A Serious Game Application using EEG-based Brain Computer Interface

Authors:

Francisco José Perales and Esperança Amengual

Abstract: Serious games have demonstrated their effectiveness as a therapeutic resource to deal with motor, sensory and cognitive disabilities. In this article we consider Brain Computer Interfaces (BCI) as a new interaction mechanism that could be used in serious games to improve their rehabilitation activity thanks to the ability of neurofeedback to stimulate the cortical plasticity.
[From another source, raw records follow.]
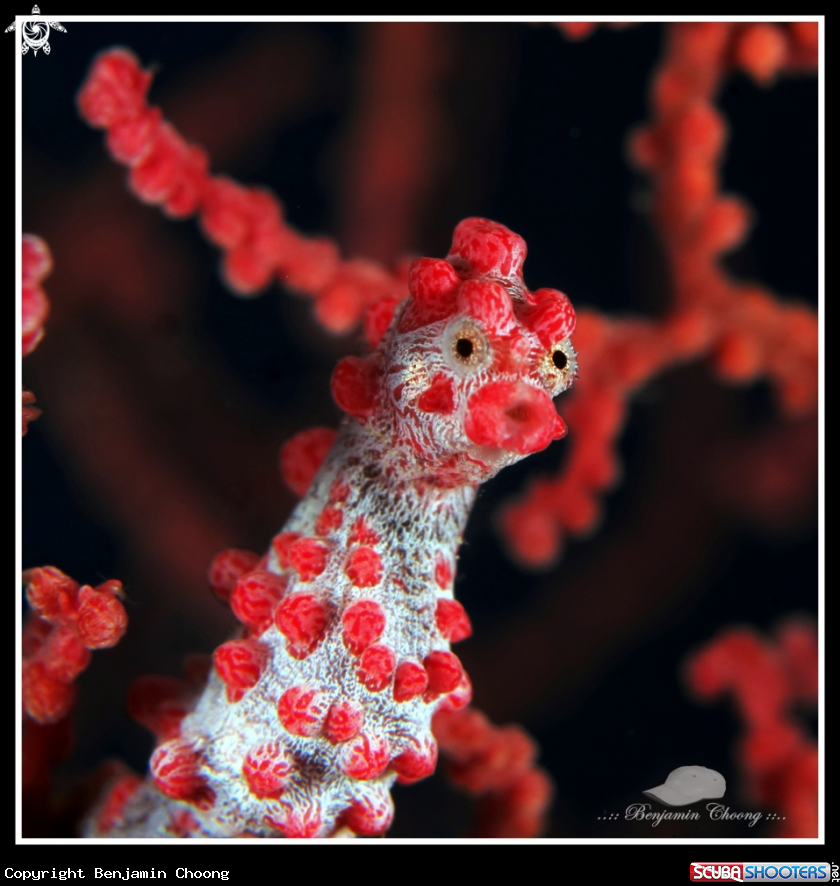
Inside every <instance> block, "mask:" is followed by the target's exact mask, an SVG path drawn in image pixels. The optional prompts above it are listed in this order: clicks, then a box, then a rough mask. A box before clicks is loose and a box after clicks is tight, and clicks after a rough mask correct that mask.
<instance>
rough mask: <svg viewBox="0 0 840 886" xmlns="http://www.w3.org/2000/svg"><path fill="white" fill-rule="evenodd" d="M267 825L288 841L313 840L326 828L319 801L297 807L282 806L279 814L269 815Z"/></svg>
mask: <svg viewBox="0 0 840 886" xmlns="http://www.w3.org/2000/svg"><path fill="white" fill-rule="evenodd" d="M264 821H265V823H266V824H267V825H268V826H269V827H272V828H275V829H276V830H278V831H280V833H282V834H283V836H284V837H286V838H288V839H312V838H313V837H318V836H320V835H321V832H322V831H323V828H324V815H323V811H322V809H321V804H320V803H319V802H318V801H317V800H309V801H306V800H304V801H302V802H300V803H299V804H298V805H296V806H290V805H288V804H286V803H282V804H281V812H280V813H279V814H273V815H267V816H265V819H264Z"/></svg>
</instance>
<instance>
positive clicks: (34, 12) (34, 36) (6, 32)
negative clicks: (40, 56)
mask: <svg viewBox="0 0 840 886" xmlns="http://www.w3.org/2000/svg"><path fill="white" fill-rule="evenodd" d="M32 15H33V16H38V18H27V19H24V20H23V21H22V22H21V28H20V37H21V44H20V51H21V52H22V53H23V54H24V55H26V53H27V52H29V50H30V49H31V50H32V54H33V55H38V50H39V49H43V50H44V55H49V54H50V44H49V42H48V40H49V36H50V28H52V29H53V30H55V31H61V32H62V33H64V34H66V33H67V28H65V27H64V25H63V24H61V22H51V21H47V19H46V18H44V17H43V16H41V10H40V9H39V8H38V7H37V6H33V7H32ZM16 27H17V22H12V23H11V24H10V25H9V27H8V28H6V33H7V34H8V33H9V31H14V30H15V28H16Z"/></svg>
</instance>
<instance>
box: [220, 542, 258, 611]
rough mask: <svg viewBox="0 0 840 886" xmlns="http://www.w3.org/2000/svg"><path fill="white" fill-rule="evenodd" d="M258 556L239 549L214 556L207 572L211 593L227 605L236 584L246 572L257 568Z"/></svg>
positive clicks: (225, 552) (257, 555)
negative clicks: (212, 592) (209, 566)
mask: <svg viewBox="0 0 840 886" xmlns="http://www.w3.org/2000/svg"><path fill="white" fill-rule="evenodd" d="M259 559H260V555H259V554H255V553H254V552H253V551H245V550H242V549H241V548H228V550H226V551H222V552H221V553H220V554H216V556H215V557H214V558H213V560H212V562H211V563H210V568H209V569H208V570H207V582H208V584H209V585H210V587H211V588H212V590H213V593H214V594H215V595H216V596H217V597H218V598H219V599H220V600H223V601H224V602H225V603H227V602H228V601H229V600H230V595H231V594H232V593H233V589H234V587H235V586H236V582H237V581H238V580H239V579H240V578H241V577H242V576H243V575H245V574H246V573H247V572H251V571H253V570H254V569H256V568H257V563H258V562H259Z"/></svg>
We present the brief state-of-the-art of BCI serious games and the factors to be considered in order to develop this particular kind of software that could be highly complex and require experts with different knowledge and skills. We propose a new approach based on the detection of focus features in the game activity. We introduce a system able to assess the Alpha band variations in particular game tasks. Our initial target users are children with cerebral palsy and motor disa-bilities. The system is currently under evaluation with control users before to be operated with the target users in rehabilitation centers.

Paper Nr: 5
Title:

Monitoring Depth of Hypnosis under Propofol General Anaesthesia - Granger Causality and Hidden Markov Models

Authors:

Nicoletta Nicolaou and Julius Georgiou

Abstract: Intra-operative awareness is experienced when a patient regains consciousness during surgery. This work presents a Brain-Computer Interface system that can be used as part of routine surgery for monitoring the patient state of hypnosis in order to prevent intra-operative awareness. The underlying state of hypnosis is estimated using causality-based features extracted from the spontaneous electrical brain activity (EEG) of the patient and a probabilistic classification framework (Hidden Markov Models). The proposed method is applied to EEG activity from 20 patients under propofol anaesthesia. The mean discrimination performance obtained was 98% and 85% for wakefulness and anaesthesia respectively, with an overall performance accuracy of 92%. The use of a probabilistic framework increases the anaesthetist’s confidence on the estimated state of hypnosis based on the marginal probabilities of the underlying state.